Aprendamos más de ellxs, y desaprendamos de lo que vemos en los anuncios y en Instagram, porque está claro que éstos determinan nuestras conductas, están para ello. Evitémoslo manteniendo conversaciones y diálogos abiertos con la gente mayor, es de sabiduría popular que ellxs son los más sabios del lugar.
Y es que no estamos acostumbrados. Una prueba: si tienes que buscar una receta para preparar unas berenjenas al horno, o una tarta, donde irás a buscar la receta, ¿en internet, de algún blog random, de YouTube, o de alguna “instagrammer”?, ¿o llamarías a tu abuelx, tíx-abuelx, amigx de tu abuelx?

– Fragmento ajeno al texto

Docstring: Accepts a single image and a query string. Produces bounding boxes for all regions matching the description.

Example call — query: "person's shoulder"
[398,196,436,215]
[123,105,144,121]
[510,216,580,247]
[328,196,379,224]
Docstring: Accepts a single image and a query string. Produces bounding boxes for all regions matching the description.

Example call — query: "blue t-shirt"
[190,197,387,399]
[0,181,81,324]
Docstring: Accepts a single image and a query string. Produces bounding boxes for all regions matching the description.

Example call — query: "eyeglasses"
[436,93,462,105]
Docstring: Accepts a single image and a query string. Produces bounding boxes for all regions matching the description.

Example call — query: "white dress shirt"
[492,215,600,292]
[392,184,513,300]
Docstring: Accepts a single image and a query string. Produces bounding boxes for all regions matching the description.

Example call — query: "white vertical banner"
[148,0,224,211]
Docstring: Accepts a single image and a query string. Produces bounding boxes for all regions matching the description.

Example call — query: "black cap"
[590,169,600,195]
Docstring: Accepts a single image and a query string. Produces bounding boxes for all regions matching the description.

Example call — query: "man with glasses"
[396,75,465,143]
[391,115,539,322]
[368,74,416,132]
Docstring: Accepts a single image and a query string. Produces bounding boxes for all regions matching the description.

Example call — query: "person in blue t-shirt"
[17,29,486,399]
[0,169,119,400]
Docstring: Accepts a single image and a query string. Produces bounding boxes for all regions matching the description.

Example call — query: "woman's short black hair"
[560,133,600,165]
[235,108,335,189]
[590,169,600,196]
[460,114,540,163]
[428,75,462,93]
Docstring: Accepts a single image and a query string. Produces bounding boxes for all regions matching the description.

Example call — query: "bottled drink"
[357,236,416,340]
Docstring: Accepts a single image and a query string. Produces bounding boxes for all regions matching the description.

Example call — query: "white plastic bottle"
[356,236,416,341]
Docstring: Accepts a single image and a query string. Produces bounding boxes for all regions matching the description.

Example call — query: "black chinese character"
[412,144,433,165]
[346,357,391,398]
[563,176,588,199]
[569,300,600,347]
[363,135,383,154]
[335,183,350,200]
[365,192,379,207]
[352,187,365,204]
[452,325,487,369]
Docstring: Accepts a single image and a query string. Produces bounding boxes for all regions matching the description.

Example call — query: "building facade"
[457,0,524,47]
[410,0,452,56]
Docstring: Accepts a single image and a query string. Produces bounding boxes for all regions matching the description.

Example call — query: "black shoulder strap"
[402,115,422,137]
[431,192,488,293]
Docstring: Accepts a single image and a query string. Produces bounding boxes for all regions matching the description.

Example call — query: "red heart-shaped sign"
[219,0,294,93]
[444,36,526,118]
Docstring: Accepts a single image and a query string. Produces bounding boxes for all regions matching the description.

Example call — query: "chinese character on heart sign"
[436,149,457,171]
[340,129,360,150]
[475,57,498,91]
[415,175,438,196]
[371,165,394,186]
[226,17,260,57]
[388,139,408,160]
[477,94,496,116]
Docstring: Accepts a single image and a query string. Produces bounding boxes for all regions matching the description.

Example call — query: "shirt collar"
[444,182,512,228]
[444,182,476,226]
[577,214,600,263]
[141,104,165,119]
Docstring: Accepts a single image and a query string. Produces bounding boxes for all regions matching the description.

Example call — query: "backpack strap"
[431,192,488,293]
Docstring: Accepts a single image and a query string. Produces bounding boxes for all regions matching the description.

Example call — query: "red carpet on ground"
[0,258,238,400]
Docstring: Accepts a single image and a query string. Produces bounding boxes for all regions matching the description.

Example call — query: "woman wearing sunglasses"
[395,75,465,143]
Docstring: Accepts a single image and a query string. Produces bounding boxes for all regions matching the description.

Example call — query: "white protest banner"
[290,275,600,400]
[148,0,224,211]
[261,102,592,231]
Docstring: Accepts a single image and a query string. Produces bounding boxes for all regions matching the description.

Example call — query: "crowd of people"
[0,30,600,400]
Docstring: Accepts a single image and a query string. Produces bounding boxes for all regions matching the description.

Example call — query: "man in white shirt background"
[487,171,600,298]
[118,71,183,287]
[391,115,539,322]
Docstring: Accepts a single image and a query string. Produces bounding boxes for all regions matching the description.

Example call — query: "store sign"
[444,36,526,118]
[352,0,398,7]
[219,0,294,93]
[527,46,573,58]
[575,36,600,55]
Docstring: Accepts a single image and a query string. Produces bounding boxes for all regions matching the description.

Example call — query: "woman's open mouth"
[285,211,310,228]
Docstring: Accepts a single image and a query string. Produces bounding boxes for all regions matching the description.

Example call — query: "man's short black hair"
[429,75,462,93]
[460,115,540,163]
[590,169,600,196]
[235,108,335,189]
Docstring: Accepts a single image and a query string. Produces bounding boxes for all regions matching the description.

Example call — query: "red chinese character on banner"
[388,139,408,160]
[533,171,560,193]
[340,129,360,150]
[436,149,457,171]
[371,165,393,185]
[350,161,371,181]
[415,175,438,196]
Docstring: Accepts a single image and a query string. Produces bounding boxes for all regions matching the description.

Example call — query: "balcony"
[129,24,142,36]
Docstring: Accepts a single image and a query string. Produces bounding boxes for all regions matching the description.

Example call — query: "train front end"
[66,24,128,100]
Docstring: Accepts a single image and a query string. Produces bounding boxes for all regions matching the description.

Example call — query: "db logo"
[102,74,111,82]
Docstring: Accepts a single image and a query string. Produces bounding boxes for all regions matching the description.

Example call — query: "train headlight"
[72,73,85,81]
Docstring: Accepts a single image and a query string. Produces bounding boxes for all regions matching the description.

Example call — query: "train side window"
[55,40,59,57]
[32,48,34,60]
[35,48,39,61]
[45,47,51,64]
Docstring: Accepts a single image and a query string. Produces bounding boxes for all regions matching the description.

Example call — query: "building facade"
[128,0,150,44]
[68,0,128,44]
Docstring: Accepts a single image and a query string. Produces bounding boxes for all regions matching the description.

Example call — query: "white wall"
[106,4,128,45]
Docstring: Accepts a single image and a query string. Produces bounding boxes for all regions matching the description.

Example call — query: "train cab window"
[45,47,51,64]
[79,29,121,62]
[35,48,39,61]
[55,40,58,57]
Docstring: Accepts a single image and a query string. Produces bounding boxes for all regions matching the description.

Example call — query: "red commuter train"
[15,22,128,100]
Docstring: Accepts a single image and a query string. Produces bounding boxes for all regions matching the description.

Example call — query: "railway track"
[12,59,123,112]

Mantenernos conectados es la mentira bajo la que nos gobierna internet y las redes sociales (la mentira en sí, es una forma de gobierno), nos mantienen en un estado desligado de la realidad, y más ahora que muchos hemos tenido que quedarnos encerrados en lugares con muy poco movimiento y estímulos. Durante estos meses de crisis sanitaria, he aprendido a diferenciar mejor mis emociones; qué cosa provocaba qué sensación. Y muchas de ellas, precisamente malas, las provocan las redes sociales y un dispositivo electrónico como es el móvil. Emociones que hasta la fecha se me habían presentado poco claras y muy turbulentas, parten de esos espacios tan tóxicos. Porque lo son. Establecemos relaciones tóxicas con ellos. Pese a esto, estoy agradecida de haberme dado cuenta de lo que significa “sentirse presente” y lo importante que es y por contra partida, lo poco que me siento cuando uso el móvil. Ya sea para escribir por chat, mirar Youtube (no oírlo de fondo) o perder mi valioso tiempo, vida y energía mental en Instagram. He descubierto que no hay nada que me haga sentir más presente (cuando mis movimientos se han visto muy coartados por las restricciones) que sentarme a escuchar música, pasear, hablar con mis amigos y familia y estar con la amiga de mi abuela.
Cuando me iba de su casa, me dijo que otro día la avise con más tiempo, que se vestiría e iríamos a dar un paseo por la rambla de su barrio. Madre mía, ¡no puedo esperar que llegue ese día! Me sentiré llena de vida.